This year we properly celebrated International Women’s Day at Poke towers.
We’re really proud of the team who turned a bunch of ideas floating around into reality, and wanted to take some time writing about what we learned and discussed along the way.
To start off with, you, reader, need to know that we’re a pretty culturally diverse bunch. There’s almost seventy of us in the office representing around twenty different nations. So for us, International Women’s Day is a celebration where we remember what women all over the world have done in pursuit of (equal) rights, honour those who paved the way and made it far in their careers on their merit.
But it’s also a reminder that there’s a lot of work to be done to address the gender pay gap, show true diversity in our work, get access to reproductive healthcare, mandatory family paid leave and benefits, and so on. And that’s what most of our activities and talks were about.
Our poster site outside on Baker Street drew attention to the fact that even though women in marketing make it into senior roles and break the proverbial glass ceiling, they’re still not paid as much as men. Other posters throughout drew awareness to lesser known but equally important areas: the economic benefits of diversity (of all kinds), how few dads take time off, and how women outnumber men in universities, but globally are still lacking education.
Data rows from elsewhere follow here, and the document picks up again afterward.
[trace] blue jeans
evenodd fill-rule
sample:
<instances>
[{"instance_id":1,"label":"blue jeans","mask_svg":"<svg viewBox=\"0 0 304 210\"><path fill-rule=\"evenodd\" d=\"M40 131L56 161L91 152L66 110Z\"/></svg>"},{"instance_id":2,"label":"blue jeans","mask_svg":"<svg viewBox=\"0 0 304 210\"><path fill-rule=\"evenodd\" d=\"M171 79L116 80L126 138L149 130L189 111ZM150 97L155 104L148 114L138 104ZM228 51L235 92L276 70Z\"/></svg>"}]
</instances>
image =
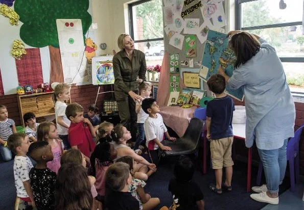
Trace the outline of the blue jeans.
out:
<instances>
[{"instance_id":1,"label":"blue jeans","mask_svg":"<svg viewBox=\"0 0 304 210\"><path fill-rule=\"evenodd\" d=\"M71 149L71 145L68 142L68 138L67 135L59 135L59 138L62 140L63 145L64 145L64 150L67 150Z\"/></svg>"},{"instance_id":2,"label":"blue jeans","mask_svg":"<svg viewBox=\"0 0 304 210\"><path fill-rule=\"evenodd\" d=\"M258 149L266 179L267 189L271 194L278 193L278 185L285 176L287 157L286 147L288 139L284 140L282 148L265 150Z\"/></svg>"},{"instance_id":3,"label":"blue jeans","mask_svg":"<svg viewBox=\"0 0 304 210\"><path fill-rule=\"evenodd\" d=\"M3 146L2 144L0 145L0 153L3 160L5 161L8 161L11 160L12 158L12 152L7 147Z\"/></svg>"},{"instance_id":4,"label":"blue jeans","mask_svg":"<svg viewBox=\"0 0 304 210\"><path fill-rule=\"evenodd\" d=\"M144 130L144 123L137 123L138 127L138 135L136 138L136 141L134 145L134 149L137 150L145 139L145 130Z\"/></svg>"}]
</instances>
Our big event was a breakfast roundtable that doubled as informal Q&A with some our women in senior leadership roles. We wanted to open up the conversation and allow everyone – especially the more junior or new members of Poke – to speak to them as people, not managers.
The chat revolved around questions about how they’ve handled their career trajectory (if there even was one), having children, shared household responsibilities and returning to work, or dealing with impostor syndrome. Some of our more notable conversations revolved around three topics:
Mentorships: nothing should stop you from emailing someone you find inspiring
Our panel confirmed that in order to climb the steps and be where they are to date, it was essential to them to be mentored in one way or another by people who trusted their talent and potential.
Were they mentors? Sponsors? Advice originating from the USA suggests that these types of individuals are the ones you should look out for in your career. But if going round asking people “will you be my mentor” sounds weird or scary, there’s a much easier place to start. Don’t be anxious about asking for help from someone that inspires you. Often they’ll feel flattered that you asked, everyone loves a coffee or lunch - and in a worst case scenario they might say “not now” or suggest someone else who can help.
For one of our colleagues, the ‘mentor’ was actually a recruiter that went the extra mile to advise on what she should do with her career after a long time spent travelling – a great idea in hindsight, since they have a bird’s eye view of what other people in the same role are doing and how they’re progressing in other agencies.
Not all sexism is meant to be offensive or comes from a bad place, but it does need to be flagged out in order to stop
We started from the premise that sexism is pervasive and covers a very broad spectrum of behaviours, but focused on the instances where the perpetrator is genuinely unaware of the consequence. The problem is women don’t flag when things go wrong, for fear of repercussion. The Everyday Sexism project partnered with trade union TUC to report on the state of sexism and sexual harassment in the workplace. Titled “Still just a bit of banter?” it details the instances of harassment women are faced with, and concludes that very few women take action. Four out of five (79%) women do not tell their boss - concerned it would impact on their relationships at work (28%) or on their career prospects (15%), while others were too embarrassed (20%) or felt they would not be believed (24%).
One of our colleagues recommends the more straightforward route of talking to offenders after meetings - take them aside and ask them if they were aware of what they did, and how it was perceived. Genuinely well-intentioned people don’t want to be caught out making mistakes – or be publicly embarrassed – so it’s a good direct approach that could be the start of a bigger behavioural shift. Being assertive does not make you bossy.
You often don’t know about your maternity benefit until you actually get pregnant.
One of our colleagues shared her experience as a mother-to-be, and how she had to start digging up these facts the moment she became pregnant. As a woman, you quickly realise the problems with maternity benefits.
First, employers are often reluctant to share this information, and women don’t ask either. She was not alone. The Maternity Benefits Survey by Glassdoor in 2014 spoke to 1,000 women and discovered that 78% of women don’t ask about the maternity packages at interview stage, and only 32% said they were offered information about maternity in their induction pack, while 13% had to actively ask for it because it was not published anywhere in the business.
Secondly, men are not entitled to the same company benefits as women which means they often only take 2 weeks off. If they could also take months of paid leave, then it’d become less likely that women will be discriminated against after long absences.
As a result we’re now working to see how we can include this information in welcome packs for new joiners, as well as find a way to be more flexible with what is actually on offer for both parents.
Last but not least
Oh, and we also changed our dear Poke Radio doodle to an emoji version of Rosie the Riveter.
Everyone played their favourite female (or female-inspired) anthems on the day, so we definitely had our fair share of ‘Independent Women’, ‘Who Run the World (Girls)’ ‘Scrubs’ and ‘Respect’.
And one more thing...
Our creative director Malin scored a huge pitch win that week - that she later celebrated with a - wait for it - welding course!